La noción de equilibrio implicaría dos planos de abordaje. Por un lado, una interpretación, un análisis, una exégesis. Por el otro, la percepción y el reconocimiento de una inestabilidad material, la aceptación de un estado perentorio que inevitablemente derivará en su pérdida. Bajo el preciso pulso de sus versos diáfanos y luminosos, este nuevo libro de Alicia Genovese trama ambos ejes de coordenadas y los entrega al lector en una sola pieza sin costura. La aventura mental, la investigación minuciosa se hermanan con los registros líricos del cuerpo, que emergen como puntadas en las hebras del lenguaje meditativo, y a la vez, en “asociaciones / ligeras como gotas que salpican al caer”.
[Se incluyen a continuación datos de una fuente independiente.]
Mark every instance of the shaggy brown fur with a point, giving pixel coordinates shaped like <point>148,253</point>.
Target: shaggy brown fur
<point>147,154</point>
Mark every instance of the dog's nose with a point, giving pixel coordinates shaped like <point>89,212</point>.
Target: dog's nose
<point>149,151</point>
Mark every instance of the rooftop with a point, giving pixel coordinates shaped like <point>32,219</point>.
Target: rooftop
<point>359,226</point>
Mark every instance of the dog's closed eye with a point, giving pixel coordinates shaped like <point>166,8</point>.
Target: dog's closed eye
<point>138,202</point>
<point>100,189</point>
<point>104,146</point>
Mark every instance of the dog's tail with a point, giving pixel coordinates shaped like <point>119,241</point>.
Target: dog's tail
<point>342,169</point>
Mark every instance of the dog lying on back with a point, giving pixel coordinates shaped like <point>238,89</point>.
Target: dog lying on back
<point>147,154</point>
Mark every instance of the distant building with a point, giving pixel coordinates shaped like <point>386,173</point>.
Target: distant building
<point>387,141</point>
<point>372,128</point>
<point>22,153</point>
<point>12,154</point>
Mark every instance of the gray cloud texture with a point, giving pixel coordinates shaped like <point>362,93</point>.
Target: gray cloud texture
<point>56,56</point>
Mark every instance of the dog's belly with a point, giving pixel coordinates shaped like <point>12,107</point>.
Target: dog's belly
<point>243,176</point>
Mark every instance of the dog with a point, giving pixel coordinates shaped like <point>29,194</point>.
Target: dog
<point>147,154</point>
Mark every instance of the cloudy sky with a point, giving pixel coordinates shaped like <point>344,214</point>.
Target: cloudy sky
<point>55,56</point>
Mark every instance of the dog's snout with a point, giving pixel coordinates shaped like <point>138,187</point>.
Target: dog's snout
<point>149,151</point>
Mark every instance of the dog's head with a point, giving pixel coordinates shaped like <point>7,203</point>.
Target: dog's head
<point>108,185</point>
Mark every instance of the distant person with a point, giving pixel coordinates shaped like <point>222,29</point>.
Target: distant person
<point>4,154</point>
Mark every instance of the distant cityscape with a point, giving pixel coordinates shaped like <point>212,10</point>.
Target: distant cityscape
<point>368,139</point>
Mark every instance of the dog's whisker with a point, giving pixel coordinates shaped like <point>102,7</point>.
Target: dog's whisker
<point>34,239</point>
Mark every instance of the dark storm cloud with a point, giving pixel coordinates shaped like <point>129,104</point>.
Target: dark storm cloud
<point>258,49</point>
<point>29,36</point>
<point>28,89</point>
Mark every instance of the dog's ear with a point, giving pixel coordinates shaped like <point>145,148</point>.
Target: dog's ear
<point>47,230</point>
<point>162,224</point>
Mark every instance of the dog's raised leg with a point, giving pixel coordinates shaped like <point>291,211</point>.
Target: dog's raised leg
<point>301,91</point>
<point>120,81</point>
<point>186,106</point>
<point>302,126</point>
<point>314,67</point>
En esa tópica, la inestabilidad opera de fondo. Está ahí como un mar, pero sin red. En ella, lo que quiebra el conatus de persistencia no proviene exclusivamente de lo externo, sino también de vectores interiores que marcan nuestra hora sin que lo sepamos. Así y todo, el poema viene a demostrar que ese menoscabo en realidad resulta el motor de la riqueza, porque “lo deseable descoloca, espera / siempre en otro lugar”. La situación de suma cero representa uno de los modos de la catástrofe cuando el péndulo permanece en ella más del tiempo necesario: “Atrapada en esa estabilidad / que anula fuerzas, / perdías matices, tornasoles, / perdías / las dulces llaves de las preguntas”.
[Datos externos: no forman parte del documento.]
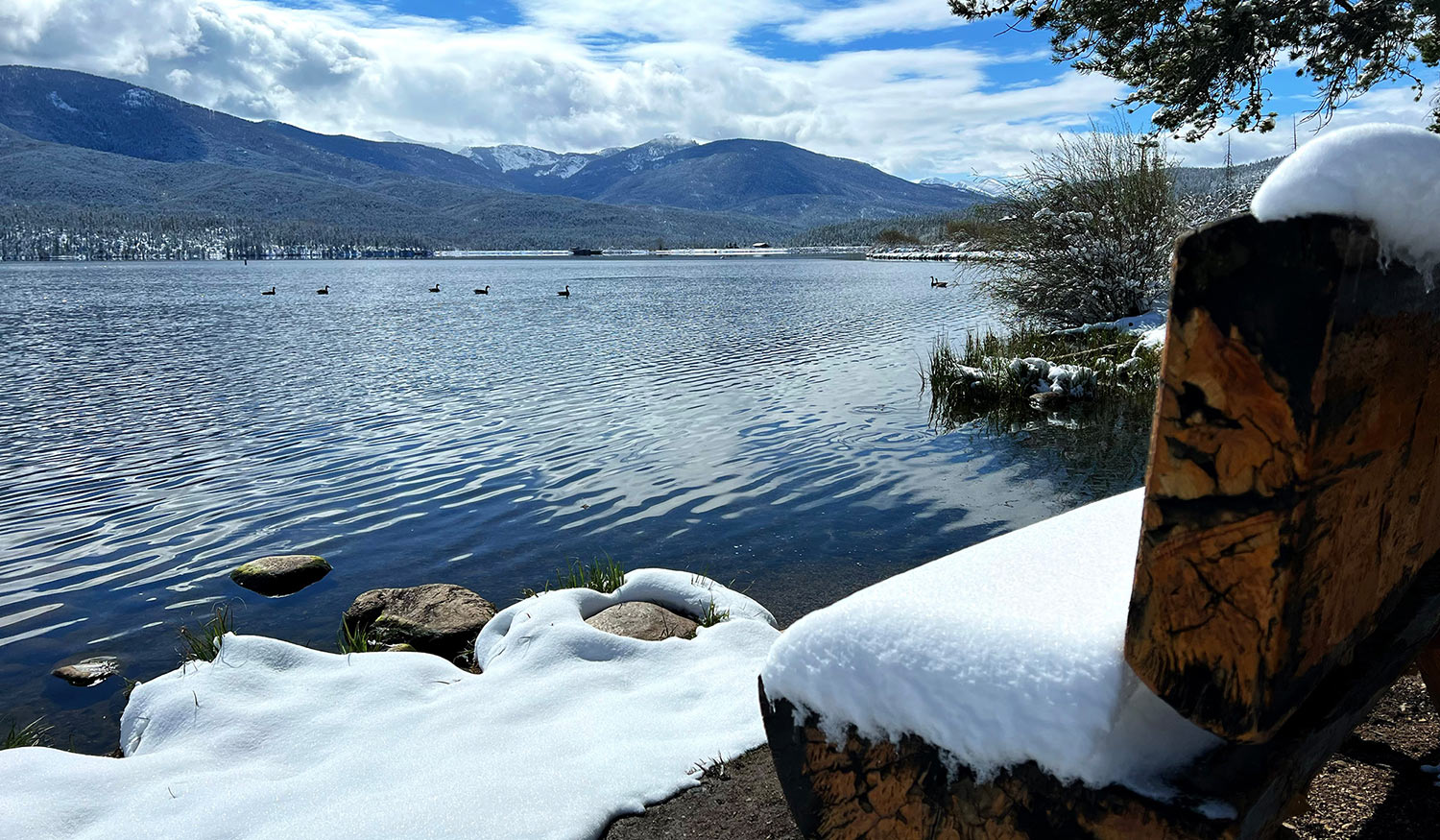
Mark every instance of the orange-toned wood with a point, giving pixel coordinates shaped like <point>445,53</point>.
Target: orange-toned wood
<point>1428,663</point>
<point>869,790</point>
<point>1293,491</point>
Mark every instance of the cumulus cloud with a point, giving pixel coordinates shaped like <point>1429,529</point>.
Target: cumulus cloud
<point>578,74</point>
De pregunta a respuesta, de respuesta a pregunta: “Existe el equilibrio y no existe, / ese es el equilibrio”. La voz interroga desde sus categorías y las contestaciones emergen de la piel, del recuerdo, de las asperezas de lo circundante. De tales hilos se encuentra tejida nuestra expedición por el mundo: “Una palabra en una línea / hace zumbar otras, / mueve un bosque anestesiado, / burla / la apatía del plan inconseguible”. Acción-reacción, ida y vuelta entre lo que se indaga y lo que es indagado. El trazado de líneas se transforma en el hallazgo de huellas y pueden distinguirse en el lazo amoroso “tendidos los gestos / como flores repentinas / en una mata de iris azules”. Entonces la simetría surge como una de las posibilidades del parpadeo armonía/caos; debemos detectarla, congraciarnos en ella, sentir que “en un cuadro de Vermeer / una mujer pesa tanto / como la ventana llena de luz / que tiene enfrente”.
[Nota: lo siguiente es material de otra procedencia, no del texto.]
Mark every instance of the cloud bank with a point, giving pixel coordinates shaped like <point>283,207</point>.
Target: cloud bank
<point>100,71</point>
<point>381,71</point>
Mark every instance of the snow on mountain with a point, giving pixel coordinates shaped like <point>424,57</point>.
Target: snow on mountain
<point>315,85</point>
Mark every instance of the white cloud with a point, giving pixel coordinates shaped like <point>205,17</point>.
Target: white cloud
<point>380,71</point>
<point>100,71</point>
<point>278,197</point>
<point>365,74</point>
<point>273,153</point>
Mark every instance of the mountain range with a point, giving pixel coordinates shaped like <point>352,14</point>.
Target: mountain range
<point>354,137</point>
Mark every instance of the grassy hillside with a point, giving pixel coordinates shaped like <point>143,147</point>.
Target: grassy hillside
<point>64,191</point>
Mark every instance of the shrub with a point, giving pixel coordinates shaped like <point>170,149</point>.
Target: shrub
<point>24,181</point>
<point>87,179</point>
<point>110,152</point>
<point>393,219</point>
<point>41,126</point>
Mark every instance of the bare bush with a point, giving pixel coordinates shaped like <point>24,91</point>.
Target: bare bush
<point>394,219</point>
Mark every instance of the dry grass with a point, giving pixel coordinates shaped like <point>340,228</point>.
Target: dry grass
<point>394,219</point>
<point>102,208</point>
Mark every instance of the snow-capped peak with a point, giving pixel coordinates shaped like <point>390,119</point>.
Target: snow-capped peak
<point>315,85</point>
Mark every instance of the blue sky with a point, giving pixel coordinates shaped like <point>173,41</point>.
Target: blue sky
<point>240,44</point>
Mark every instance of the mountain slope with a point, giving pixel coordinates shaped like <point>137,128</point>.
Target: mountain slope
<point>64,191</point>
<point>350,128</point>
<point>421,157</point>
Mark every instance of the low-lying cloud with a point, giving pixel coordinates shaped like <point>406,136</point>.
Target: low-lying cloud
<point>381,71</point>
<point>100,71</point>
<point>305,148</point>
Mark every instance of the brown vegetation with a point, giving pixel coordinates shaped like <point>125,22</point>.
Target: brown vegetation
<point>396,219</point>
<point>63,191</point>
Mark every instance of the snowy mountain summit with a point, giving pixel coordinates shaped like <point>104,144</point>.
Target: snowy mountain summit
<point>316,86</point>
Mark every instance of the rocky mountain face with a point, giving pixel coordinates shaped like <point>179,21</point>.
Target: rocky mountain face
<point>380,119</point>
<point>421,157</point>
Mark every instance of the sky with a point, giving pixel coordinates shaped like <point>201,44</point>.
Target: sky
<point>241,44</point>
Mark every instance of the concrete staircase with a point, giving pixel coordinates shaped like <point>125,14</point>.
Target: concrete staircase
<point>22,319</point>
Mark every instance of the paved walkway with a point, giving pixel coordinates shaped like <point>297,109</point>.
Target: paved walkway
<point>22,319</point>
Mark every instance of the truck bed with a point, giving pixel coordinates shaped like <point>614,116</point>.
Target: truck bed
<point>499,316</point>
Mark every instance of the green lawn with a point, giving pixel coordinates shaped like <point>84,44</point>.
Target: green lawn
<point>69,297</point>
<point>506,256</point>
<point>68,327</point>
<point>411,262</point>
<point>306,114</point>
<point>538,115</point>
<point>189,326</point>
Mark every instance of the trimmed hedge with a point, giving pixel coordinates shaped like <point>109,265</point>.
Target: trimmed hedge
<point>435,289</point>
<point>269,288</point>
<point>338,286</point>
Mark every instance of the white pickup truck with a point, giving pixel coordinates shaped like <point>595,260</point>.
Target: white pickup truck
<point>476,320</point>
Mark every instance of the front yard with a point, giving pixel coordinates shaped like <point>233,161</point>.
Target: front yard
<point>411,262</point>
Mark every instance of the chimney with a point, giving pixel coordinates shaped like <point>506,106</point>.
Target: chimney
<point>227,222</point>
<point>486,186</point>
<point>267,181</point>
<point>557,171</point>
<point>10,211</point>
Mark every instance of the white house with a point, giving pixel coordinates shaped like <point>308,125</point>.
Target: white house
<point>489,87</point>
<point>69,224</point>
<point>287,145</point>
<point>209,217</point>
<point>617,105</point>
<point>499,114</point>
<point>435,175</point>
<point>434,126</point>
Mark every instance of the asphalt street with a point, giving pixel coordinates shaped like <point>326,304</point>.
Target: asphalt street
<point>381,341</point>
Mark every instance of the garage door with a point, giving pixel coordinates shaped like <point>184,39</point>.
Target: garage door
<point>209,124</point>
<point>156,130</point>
Esos polos que se besan cuando se cruzan, como escribía Dylan Thomas, son quienes traban la relación refleja por la que las homeostasis devienen realizables, concretas. Y tal cópula tiene lugar en el seno del poema, donde “conecta el corazón / con un afuera captado / en su carencia de rectitud”. De esta manera, las secuencias rítmicas que convocan el acceso a equilibrios inesperados no provienen de lo íntimo en sí, sino de un éxtimo, la animalidad especular. De otras criaturas nos allegan las formas de habitar y cohabitar: “La proximidad deshace / el silencio. / Ya me vio, / ya me recibió la achira / y he dejado de ser / la figura fugitiva de la escena”. Se descubre así la gravitación del cuerpo a cuerpo como el único sostén palpable en el descentrado vacío del universo.
De ahí en más, el propio corazón se vuelve víscera, retorna al más profundo sueño de su rol. Recupera la vocación de emanar el latido generosamente, de urdir sus golpes en todo su alrededor para contagiar el movimiento, el afán de encordar, de sobrevenir cordial. “Es la cuerda más errátil y delicada”, nos dice la poeta mientras anhela “un poema, una cuerda / delicada que vibre / aleatoria y lúcida / como el corazón / en su origen, cor, cordis, / atávico su pulso”. Razón y sangre, retomadas por las criaturas que somos, encordelan finalmente esos planos en principio paralelos y nos hacen percibir el momentáneo equilibrio del acróbata, cuyo arte consiste en cruzar el camino que marca la soga del deseo por sobre el abismo de su satisfacción, sin morir en el intento.